UN Determines Al Jazeera Journalist Mahmoud Hussein was Arbitrarily Detained
This week the United Nations Working Group on Arbitrary Detention published its decision in the case of Mahmoud Hussein, a prominent journalist who works for Al Jazeera Media Network in Qatar and is represented by Robert F. Kennedy Human Rights. The Working Group determined that Mr. Hussein has been arbitrarily detained without charge in Egypt since December 2016. Based on the petition submitted by Robert F. Kennedy Human Rights, the Working Group found that the Egyptian authorities’ imprisonment of Mahmoud Hussein—including 89 days of solitary confinement—violated the journalist’s due-process rights and amounted to cruel, inhuman, and degrading treatment. Recognizing that journalists warrant heightened protections where their freedom of expression is restricted, the Working Group called on Egypt to immediately release Mahmoud Hussein and to amend its laws and practices to conform with its international human rights obligations.
Read the full decision by the Working Group here.

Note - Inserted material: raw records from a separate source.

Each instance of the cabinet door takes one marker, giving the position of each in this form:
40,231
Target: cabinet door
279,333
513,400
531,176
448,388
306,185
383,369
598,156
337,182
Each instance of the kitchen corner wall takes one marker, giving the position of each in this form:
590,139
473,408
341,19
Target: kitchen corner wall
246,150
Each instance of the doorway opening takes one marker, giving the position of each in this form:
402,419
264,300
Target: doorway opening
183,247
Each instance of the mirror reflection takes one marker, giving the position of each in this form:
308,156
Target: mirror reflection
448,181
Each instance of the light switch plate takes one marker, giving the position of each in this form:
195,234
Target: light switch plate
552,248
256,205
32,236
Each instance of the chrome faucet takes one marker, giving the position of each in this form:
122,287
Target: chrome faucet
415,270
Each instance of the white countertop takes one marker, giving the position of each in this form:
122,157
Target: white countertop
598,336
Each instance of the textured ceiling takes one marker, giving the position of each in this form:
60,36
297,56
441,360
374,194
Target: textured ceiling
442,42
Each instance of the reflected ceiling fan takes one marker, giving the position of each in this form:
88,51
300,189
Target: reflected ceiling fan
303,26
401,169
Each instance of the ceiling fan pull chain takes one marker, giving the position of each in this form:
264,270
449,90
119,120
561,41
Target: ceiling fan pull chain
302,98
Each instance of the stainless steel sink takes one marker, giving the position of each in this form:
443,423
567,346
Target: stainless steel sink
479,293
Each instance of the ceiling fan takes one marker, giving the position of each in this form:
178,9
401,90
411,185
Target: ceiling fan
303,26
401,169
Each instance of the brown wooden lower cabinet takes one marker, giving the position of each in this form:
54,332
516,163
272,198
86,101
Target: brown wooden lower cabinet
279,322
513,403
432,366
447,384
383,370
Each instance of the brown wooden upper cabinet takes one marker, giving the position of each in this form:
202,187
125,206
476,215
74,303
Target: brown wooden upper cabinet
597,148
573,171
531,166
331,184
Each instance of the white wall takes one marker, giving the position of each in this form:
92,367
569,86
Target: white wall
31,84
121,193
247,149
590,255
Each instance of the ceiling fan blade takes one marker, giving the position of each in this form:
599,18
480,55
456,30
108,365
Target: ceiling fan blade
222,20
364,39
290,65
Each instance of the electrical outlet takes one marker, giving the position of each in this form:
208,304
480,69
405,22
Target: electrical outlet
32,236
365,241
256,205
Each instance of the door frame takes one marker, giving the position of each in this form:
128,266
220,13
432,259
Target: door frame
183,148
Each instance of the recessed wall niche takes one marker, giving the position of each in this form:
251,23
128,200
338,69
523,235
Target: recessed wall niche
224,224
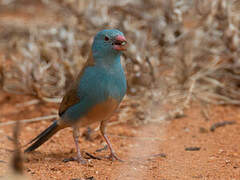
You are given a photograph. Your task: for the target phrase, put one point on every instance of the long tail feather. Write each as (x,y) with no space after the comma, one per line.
(43,136)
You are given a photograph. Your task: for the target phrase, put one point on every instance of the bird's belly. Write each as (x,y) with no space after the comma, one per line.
(99,112)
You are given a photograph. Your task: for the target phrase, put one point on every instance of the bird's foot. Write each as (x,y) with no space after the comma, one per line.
(114,157)
(78,159)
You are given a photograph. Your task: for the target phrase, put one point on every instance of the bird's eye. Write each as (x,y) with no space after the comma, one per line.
(106,38)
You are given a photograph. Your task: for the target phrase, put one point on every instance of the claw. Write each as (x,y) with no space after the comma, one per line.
(114,157)
(78,159)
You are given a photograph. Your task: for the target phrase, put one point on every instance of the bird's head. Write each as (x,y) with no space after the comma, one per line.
(109,43)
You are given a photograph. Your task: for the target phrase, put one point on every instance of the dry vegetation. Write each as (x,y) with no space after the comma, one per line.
(179,51)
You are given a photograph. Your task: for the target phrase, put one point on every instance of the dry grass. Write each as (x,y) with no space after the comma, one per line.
(179,51)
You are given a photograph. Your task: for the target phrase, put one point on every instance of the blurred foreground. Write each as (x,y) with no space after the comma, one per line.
(183,56)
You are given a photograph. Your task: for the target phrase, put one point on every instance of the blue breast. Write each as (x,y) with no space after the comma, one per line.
(98,84)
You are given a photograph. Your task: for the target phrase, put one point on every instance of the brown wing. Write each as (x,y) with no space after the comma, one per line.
(71,98)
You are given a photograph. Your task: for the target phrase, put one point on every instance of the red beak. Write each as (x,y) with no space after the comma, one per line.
(120,43)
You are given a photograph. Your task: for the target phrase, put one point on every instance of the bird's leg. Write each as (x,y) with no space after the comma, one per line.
(79,157)
(112,156)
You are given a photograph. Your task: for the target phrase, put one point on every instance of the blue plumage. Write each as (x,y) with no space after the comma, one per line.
(96,93)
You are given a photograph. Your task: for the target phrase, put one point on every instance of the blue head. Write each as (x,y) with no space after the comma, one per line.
(108,45)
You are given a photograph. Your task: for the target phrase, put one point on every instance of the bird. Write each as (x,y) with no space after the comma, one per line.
(94,95)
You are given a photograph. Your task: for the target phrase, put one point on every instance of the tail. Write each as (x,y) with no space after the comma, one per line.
(43,136)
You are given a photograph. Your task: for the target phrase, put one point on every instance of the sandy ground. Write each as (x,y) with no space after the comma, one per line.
(152,151)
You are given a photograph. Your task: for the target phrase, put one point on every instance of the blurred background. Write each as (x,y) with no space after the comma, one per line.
(179,51)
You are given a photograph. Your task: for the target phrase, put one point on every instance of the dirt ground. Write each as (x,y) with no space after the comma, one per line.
(156,151)
(152,151)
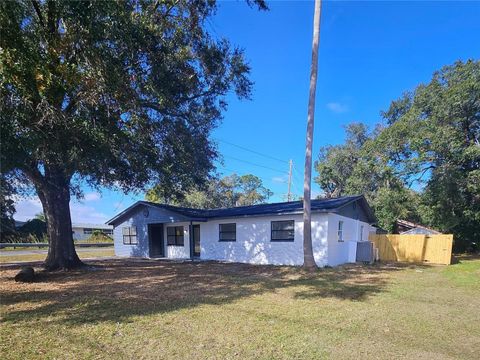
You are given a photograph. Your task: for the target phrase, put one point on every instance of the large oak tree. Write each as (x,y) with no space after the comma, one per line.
(112,93)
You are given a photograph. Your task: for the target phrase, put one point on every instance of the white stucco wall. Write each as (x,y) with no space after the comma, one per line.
(178,252)
(341,252)
(77,234)
(155,216)
(253,244)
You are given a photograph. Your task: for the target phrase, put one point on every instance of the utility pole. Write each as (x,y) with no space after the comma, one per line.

Prior to his detention, Mahmoud Hussein, an acclaimed journalist and Egyptian national, worked as a news editor for Al Jazeera’s Arabic TV channel, based in Doha and covering the European region. Hussein traveled regularly to Egypt to spend time with his family, including his nine children. In December 2016, Egyptian authorities stopped Hussein at Cairo International Airport, interrogated him, and detained him for more than 15 hours. Days later, Egyptian authorities seized Hussein outside his home and took him into custody without a warrant. Hussein was forced to record a series of “confession” videos, detained incommunicado for two weeks, and placed in prolonged solitary confinement in the notorious Tora Prison.
Egyptian authorities interfered with Hussein’s efforts to fight for his liberty, denying him adequate access to his lawyer and case file. Hussein endured a cramped, dark cell where he was held alone for three months with no ventilation or electricity, exposed to insect infestations and squalid conditions. After he was transferred out of solitary confinement, Hussein fractured his arm in June 2017. Egyptian authorities prevented him from accessing critical medical services for the injury, which became infected. The impact of Hussein’s indefinite detention on his physical and psychological health has been severe. And his family has suffered alongside him, first terrorized by security forces at the time of his arrest and now fighting for his release. For more than a year, Egyptian authorities have refused to pursue charges against Hussein and denied him a meaningful opportunity to appeal his detention.
In April 2017, Robert F. Kennedy Human Rights filed an urgent petition to the Working Group on Hussein’s behalf, arguing that Hussein’s arbitrary arrest and detention violated Egypt’s international human rights obligations. This week’s decision by the Working Group confirmed that Hussein was targeted for his role as a journalist. The Working Group criticized Egypt’s overly broad and vague laws on pre-trial detention, and noted that Hussein’s prolonged detention without trial “appears to be part of the Government’s widespread crackdown on the independent media and bloggers for political opinions at odds with its own.” Further, the Working Group expressed grave concern about the pattern of arbitrary detention, torture, and enforced disappearance perpetrated by the Ministry of Interior’s Homeland Security Agency, which had been involved in Hussein’s arrest, interrogation, and forced confessions.
The Egyptian government—which ranked in the top three jailers of journalists in 2017, alongside Turkey and China—has amplified its crackdown on the press by accusing reporters of disseminating “false news,” blocking websites, and putting journalists on terrorist watch lists. Hussein had worked for the Cairo bureau of Al Jazeera from the end of 2010 until mid-2013, when Egyptian authorities shut down the bureau and prosecuted a number of his colleagues. This severe censorship of journalists comes at a time when civil society organizations throughout Egypt are facing unprecedented obstacles to carrying out their legitimate work. An exceptionally repressive law passed in May 2017 criminalizes the work of independent NGOs.
Prominent activists caught up in Egypt’s crackdown include Aya Hijazi, an Egyptian-American NGO worker who supported street children in Cairo and was held in pre-trial detention on spurious charges for almost three years, until Robert F. Kennedy Human Rights intervened and helped to secure her liberty. In this context, Hussein’s arbitrary detention is far from an isolated case; the Egyptian authorities’ tactic of using indefinite pre-trial detention to restrain those who dare to act independently is a cornerstone of its repression of the press, civil society, and protestors. The Working Group’s decision in Hussein’s case is an important step in holding the Egyptian government accountable for these widespread human rights violations.